"A federal judge in Illinois has dismissed a lawsuit accusing the College Board and 40 highly selective private colleges and universities of conspiring in a price-fixing scheme to inflate tuition costs. In a decision released last week, U.S. District Judge Sara Ellis determined that the plaintiffs, a Boston University student and an alum of Cornell University, "have not plausibly alleged that Defendants entered into an agreement" demonstrating collusion on pricing."
""Nothing in Plaintiffs' complaint suggests that the University Defendants exchanged their own internal financial aid decisionmaking processes or guidelines or otherwise shared with the other University Defendants the amount of financial aid they planned to offer a particular student," she wrote. "Nor does the complaint allege that the University Defendants all agreed on the same exact formula for calculating financial aid based on the [noncustodial parent's] financial information.""

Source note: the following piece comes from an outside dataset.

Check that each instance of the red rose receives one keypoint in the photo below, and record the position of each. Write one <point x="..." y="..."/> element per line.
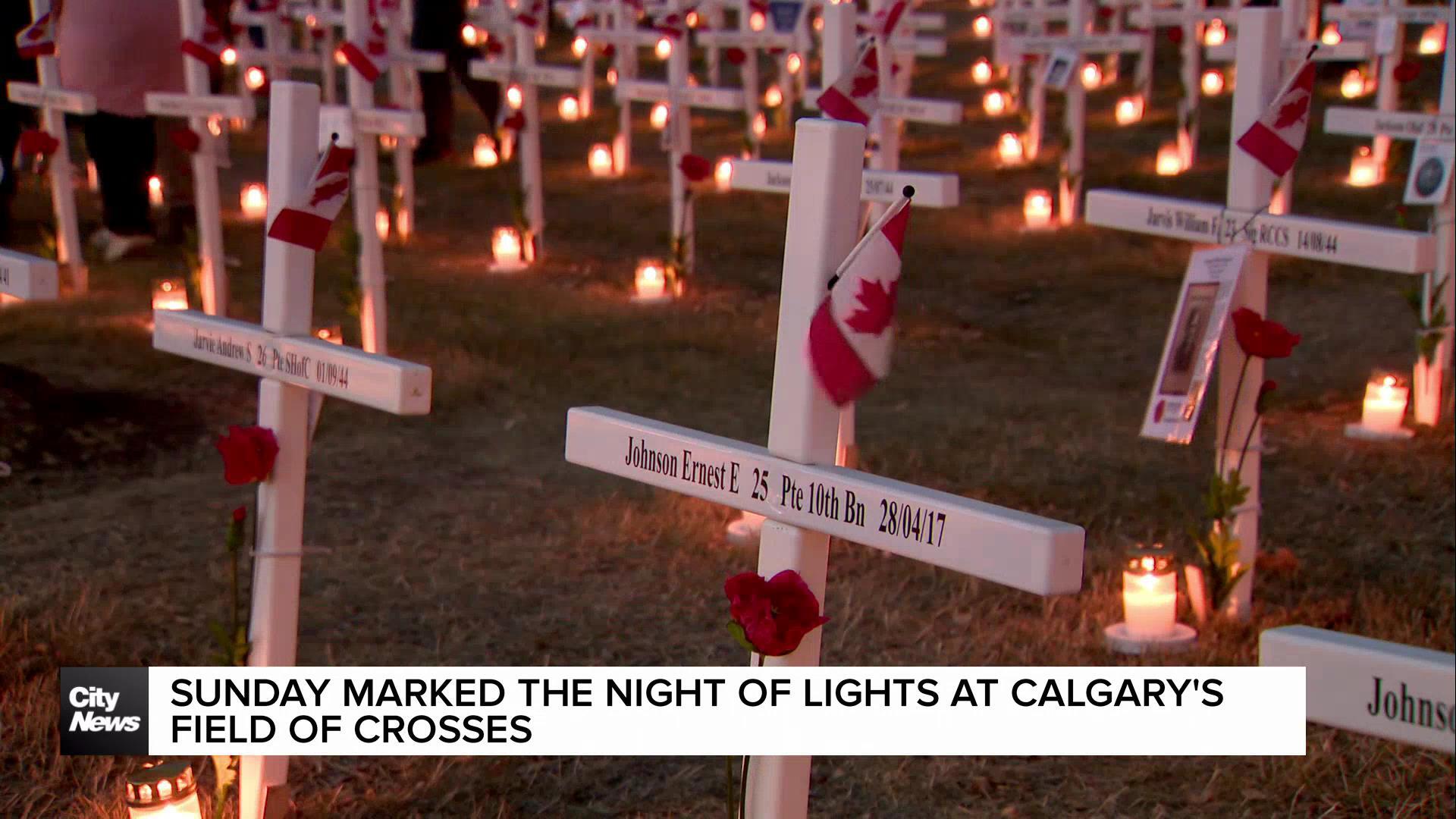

Plaintiffs, a Boston University student and a Cornell alum, alleged that the College Board and 40 selective private colleges overcharged students of divorced or separated parents by considering noncustodial parent financial information when awarding aid. Plaintiffs claimed the formula increased their tuition by an average of $6,200 and traced the alleged practice to a 2006 College Board requirement for both parents' financial information on College Scholarship Service profiles. U.S. District Judge Sara Ellis acknowledged that the practice raised prices at the named institutions but found no plausible allegation of an agreement among defendants and dismissed the lawsuit.